Tujuan supervisi akademik adalah membantu guru mengembangkan kemampuannya mencapai tujuan pembelajaran yang dicanangkan bagi murid-muridnya (Glickman, 1981). Melalui supervisi akademik diharapkan kualitas akademik yang dilakukan oleh guru semakin meningkat (Neagley, 1980). Pengembangan kemampuan dalam konteks ini janganlah ditafsirkan secara sempit, semata-mata ditekankan pada peningkatan pengetahuan dan keterampilan mengajar guru, melainkan juga pada peningkatan komitmen (commitmen) atau kemauan (willingness) atau motivasi (motivation) guru, sebab dengan meningkatkan kemampuan dan motivasi kerja guru, kualitas pembelajaran akan meningkat.

Sedangkan menurut Sergiovanni (1987) ada tiga tujuan supervisi akademik, yaitu:

a)     Supervisi akademik diselenggarakan dengan maksud membantu guru mengembangkan kemampuannya profesionalnnya dalam memahami akademik, kehidupan kelas, mengembangkan keterampilan mengajarnya dan menggunakan kemampuannya melalui teknik-teknik tertentu.

b)     Supervisi akademik diselenggarakan dengan maksud untuk memonitor kegiatan belajar mengajar di sekolah.

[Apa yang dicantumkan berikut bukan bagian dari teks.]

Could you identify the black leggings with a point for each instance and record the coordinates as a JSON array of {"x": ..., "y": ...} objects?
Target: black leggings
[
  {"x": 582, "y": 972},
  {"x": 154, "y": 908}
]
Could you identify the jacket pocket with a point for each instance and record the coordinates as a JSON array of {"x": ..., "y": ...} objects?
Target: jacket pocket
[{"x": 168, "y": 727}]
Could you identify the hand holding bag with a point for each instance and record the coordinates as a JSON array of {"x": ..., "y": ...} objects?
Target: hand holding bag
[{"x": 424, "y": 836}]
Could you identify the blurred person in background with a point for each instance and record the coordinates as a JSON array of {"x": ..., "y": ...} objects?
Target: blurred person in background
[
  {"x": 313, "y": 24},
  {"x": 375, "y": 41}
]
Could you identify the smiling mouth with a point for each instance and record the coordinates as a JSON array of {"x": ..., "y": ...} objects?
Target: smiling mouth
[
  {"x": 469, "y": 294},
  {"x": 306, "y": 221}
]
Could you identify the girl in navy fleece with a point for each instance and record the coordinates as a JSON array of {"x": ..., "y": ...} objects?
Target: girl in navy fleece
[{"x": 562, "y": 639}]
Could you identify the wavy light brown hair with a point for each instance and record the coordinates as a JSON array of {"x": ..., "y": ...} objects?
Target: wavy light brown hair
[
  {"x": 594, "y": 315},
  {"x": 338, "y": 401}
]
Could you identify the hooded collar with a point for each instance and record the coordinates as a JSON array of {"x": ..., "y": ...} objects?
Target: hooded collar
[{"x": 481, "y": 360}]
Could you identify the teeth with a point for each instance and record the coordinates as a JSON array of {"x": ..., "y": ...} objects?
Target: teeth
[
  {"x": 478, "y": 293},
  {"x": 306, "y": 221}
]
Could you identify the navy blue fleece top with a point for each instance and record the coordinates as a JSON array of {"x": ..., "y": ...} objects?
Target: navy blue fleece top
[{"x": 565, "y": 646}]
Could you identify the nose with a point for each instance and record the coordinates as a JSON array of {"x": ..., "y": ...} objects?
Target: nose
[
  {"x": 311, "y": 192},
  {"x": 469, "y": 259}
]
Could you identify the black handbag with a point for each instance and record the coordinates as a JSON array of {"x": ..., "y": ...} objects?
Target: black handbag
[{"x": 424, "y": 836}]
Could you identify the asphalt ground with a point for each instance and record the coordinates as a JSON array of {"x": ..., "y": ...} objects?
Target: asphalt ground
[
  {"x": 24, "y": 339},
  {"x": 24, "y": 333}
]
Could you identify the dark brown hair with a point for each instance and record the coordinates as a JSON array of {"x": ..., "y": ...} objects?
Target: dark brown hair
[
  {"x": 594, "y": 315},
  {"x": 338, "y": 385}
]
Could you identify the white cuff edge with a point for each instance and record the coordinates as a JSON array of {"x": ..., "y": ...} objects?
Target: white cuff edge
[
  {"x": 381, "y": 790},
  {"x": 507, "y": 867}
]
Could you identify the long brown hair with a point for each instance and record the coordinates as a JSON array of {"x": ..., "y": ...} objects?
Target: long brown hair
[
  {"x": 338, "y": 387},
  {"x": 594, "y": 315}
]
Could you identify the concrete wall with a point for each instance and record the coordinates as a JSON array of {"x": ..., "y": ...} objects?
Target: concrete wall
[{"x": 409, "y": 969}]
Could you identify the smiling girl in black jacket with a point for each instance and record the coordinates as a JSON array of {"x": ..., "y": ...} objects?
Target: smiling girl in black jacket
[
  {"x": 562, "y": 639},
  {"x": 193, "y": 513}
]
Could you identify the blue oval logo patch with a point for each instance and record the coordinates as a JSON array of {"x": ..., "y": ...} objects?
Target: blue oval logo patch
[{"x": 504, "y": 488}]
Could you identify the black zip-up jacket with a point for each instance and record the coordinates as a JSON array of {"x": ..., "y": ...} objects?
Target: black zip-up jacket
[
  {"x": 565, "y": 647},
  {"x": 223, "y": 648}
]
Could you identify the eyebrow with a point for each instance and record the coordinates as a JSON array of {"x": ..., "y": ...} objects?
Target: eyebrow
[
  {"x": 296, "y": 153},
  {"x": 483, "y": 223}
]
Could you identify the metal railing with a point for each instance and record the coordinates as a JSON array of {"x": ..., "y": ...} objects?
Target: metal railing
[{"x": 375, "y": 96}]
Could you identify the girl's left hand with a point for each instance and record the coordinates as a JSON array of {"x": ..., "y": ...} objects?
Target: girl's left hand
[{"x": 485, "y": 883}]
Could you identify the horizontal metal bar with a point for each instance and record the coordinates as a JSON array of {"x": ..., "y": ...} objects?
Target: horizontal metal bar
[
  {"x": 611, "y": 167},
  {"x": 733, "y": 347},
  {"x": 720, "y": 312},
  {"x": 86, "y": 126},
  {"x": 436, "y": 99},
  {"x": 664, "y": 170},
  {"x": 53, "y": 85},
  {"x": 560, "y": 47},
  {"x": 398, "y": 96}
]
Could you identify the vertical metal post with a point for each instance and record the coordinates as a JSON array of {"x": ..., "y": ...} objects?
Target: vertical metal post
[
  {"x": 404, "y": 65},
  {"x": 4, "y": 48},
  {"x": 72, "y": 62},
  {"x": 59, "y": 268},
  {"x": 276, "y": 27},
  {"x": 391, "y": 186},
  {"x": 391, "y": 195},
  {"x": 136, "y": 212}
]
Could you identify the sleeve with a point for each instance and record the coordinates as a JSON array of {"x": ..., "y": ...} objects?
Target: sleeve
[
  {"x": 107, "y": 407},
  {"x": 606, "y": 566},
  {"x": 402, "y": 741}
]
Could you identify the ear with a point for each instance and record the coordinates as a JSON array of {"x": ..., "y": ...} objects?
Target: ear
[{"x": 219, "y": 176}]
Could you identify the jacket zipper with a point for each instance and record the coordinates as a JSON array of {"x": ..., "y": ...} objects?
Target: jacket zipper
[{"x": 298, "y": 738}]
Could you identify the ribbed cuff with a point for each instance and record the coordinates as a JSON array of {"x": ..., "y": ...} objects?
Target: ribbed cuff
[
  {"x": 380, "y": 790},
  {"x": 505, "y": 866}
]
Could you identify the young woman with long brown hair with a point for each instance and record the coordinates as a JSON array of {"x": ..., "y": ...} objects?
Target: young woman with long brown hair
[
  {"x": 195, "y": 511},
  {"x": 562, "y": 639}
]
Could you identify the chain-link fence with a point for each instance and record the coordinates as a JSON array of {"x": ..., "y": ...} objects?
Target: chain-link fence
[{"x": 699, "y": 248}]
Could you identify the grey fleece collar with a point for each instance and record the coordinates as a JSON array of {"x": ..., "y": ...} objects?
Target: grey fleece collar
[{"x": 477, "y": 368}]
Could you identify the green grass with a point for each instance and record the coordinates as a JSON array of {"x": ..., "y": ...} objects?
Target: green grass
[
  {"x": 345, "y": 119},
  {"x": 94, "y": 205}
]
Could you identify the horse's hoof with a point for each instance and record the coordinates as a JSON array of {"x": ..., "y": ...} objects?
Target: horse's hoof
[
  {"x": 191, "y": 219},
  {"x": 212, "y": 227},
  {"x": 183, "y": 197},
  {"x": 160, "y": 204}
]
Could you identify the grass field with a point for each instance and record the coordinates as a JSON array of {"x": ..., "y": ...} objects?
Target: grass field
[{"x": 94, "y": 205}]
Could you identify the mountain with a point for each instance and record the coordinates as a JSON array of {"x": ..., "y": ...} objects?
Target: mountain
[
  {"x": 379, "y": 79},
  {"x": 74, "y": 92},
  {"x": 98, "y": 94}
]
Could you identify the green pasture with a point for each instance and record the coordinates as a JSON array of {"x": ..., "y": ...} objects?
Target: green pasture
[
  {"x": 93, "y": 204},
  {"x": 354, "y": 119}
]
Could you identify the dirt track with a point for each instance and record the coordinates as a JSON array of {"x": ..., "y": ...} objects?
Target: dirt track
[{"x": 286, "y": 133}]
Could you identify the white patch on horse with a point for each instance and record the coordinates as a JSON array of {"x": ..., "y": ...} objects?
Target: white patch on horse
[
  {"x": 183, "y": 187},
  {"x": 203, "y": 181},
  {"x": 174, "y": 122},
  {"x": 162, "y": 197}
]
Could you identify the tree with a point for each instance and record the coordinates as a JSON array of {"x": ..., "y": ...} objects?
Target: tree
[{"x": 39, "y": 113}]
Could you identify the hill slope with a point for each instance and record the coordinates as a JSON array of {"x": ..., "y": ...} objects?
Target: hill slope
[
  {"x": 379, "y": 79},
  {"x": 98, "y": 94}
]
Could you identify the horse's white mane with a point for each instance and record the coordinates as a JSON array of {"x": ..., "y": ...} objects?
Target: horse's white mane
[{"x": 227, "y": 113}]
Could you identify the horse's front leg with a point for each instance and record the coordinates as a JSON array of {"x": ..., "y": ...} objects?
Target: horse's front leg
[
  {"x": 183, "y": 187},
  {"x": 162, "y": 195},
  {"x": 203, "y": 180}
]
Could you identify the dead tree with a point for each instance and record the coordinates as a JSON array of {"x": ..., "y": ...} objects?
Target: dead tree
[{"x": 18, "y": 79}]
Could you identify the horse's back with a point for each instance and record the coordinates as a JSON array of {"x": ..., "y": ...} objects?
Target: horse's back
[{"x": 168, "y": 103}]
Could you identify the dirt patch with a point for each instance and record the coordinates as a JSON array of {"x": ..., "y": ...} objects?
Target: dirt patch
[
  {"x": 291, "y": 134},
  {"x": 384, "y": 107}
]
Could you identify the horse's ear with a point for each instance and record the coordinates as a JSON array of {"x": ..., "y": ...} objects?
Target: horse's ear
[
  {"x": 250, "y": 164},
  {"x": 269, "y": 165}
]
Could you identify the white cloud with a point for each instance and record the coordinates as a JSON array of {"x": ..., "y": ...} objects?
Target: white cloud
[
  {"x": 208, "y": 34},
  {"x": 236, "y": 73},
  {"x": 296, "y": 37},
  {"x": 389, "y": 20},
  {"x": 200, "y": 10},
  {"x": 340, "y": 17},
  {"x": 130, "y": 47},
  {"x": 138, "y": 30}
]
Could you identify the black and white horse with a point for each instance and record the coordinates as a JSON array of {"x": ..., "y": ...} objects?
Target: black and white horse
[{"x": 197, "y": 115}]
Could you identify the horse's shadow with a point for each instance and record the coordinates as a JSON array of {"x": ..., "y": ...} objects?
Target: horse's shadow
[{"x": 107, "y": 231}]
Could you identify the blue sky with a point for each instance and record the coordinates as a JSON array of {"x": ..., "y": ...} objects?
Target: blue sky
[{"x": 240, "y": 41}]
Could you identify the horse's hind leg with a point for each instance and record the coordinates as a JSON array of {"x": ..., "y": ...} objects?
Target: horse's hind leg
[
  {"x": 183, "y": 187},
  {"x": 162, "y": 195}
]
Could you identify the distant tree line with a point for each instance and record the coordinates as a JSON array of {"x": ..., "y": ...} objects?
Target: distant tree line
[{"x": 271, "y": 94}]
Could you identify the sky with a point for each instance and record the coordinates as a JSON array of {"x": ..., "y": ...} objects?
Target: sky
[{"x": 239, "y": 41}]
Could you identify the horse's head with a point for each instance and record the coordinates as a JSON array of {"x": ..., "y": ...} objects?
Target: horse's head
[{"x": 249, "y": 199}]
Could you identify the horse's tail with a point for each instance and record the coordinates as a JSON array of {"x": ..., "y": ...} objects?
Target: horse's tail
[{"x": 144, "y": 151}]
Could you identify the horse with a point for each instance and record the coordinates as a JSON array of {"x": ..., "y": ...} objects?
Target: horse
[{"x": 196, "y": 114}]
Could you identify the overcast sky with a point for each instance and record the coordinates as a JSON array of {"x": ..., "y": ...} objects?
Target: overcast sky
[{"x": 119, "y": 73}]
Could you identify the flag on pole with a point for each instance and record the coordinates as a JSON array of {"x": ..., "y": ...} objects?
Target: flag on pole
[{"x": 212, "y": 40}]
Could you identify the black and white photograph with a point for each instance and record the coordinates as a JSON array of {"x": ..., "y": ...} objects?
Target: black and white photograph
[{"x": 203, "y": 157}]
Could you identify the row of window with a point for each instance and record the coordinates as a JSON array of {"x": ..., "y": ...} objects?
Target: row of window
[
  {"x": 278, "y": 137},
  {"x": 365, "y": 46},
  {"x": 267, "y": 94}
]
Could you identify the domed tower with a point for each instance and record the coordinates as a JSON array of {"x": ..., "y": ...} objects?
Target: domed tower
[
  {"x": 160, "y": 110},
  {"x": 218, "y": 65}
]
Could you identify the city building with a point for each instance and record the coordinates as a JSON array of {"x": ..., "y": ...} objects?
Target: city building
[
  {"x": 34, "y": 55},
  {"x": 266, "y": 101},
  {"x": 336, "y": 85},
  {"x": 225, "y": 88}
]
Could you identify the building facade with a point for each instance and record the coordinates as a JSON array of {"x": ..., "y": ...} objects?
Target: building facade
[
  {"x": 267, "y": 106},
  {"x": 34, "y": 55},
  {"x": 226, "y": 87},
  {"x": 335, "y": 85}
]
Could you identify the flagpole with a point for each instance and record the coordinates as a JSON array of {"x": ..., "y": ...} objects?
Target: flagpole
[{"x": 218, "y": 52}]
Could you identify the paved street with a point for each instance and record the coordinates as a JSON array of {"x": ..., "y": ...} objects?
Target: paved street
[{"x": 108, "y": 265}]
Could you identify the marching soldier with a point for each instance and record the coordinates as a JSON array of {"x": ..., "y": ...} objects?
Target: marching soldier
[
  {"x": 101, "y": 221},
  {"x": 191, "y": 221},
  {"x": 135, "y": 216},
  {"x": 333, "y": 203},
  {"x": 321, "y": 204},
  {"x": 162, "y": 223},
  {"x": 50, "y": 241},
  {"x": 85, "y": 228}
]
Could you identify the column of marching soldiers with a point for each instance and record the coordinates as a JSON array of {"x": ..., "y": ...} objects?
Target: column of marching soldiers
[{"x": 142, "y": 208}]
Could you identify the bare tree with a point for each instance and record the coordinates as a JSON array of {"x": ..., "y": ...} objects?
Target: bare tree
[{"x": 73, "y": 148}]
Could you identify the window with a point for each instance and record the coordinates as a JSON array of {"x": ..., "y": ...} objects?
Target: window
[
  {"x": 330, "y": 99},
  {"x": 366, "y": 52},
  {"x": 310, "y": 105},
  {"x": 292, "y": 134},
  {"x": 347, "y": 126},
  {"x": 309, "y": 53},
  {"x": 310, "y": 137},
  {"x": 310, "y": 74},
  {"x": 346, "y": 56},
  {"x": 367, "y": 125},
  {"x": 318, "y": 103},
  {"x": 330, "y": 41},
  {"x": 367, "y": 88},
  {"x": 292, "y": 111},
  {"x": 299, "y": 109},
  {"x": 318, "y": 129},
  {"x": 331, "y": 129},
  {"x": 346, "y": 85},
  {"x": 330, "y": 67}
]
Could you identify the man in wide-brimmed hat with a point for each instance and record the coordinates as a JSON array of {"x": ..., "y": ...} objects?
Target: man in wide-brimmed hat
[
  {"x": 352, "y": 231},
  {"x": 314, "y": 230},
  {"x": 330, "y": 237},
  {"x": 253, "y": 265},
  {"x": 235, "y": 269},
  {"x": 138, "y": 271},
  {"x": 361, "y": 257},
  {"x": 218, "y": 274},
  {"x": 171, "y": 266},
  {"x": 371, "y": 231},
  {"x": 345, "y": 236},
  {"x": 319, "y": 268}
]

Kegiatan memonitor ini bisa dila-kukan melalui kunjungan kepala sekolah ke kelas-kelas di saat guru sedang mengajar, percakapan pribadi dengan guru, teman sejawatnya, maupun dengan sebagian murid-muridnya.

c)     Supervisi akademik diselenggarakan untuk mendorong guru menerapkan kemampuannya dalam melaksanakan tugas-tugas mengajarnya, mendorong guru mengembangkan kemampuannya sendiri, serta mendorong guru agar ia memiliki perhatian yang sungguh-sungguh (commitment) terhadap tugas dan tanggung jawabnya.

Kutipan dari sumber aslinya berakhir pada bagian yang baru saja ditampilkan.